Issue d’une concertation locale amorcée au début des années 1990 dans la MRC de Maria-Chapdelaine, l’Agence de gestion intégrée des ressources (AGIR) incarne un modèle unique de foresterie communautaire. Structurée sous la forme d’un organisme à but non lucratif (OBNL), cette entreprise d’économie sociale regroupe aujourd’hui 13 corporations forestières locales. Son fonctionnement repose sur une gouvernance démocratique et bénévole, solidement ancrée dans chaque municipalité du territoire.
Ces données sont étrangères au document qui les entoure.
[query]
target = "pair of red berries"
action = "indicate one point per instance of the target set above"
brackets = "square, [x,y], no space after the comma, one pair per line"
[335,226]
La fiche analyse comment le Groupe AGIR a su transformer les activités de récolte forestière sur les terres publiques en un levier de développement régional. Grâce à un partenariat de long terme avec l’entreprise Domtar — qualifié d’« entente d’approvisionnement à portée communautaire » —, le Groupe AGIR gère l’exploitation de plus de 200 000 m³ de bois annuellement. Les surplus générés par ces opérations ne sont pas externalisés, mais plutôt redistribués équitablement pour financer des projets de développement et des équipements collectifs dans les communautés locales. Pour la seule année 2024-2025, ce modèle a permis d’investir plus de 626 000 $ et de soutenir 77 projets locaux.
En décortiquant les conditions de succès de cette initiative — reconnaissance de la forêt de proximité, partenariats industriels durables et engagement des acteurs clés —, cette publication démontre le potentiel réel de réplicabilité de la foresterie communautaire pour revitaliser les régions du Québec.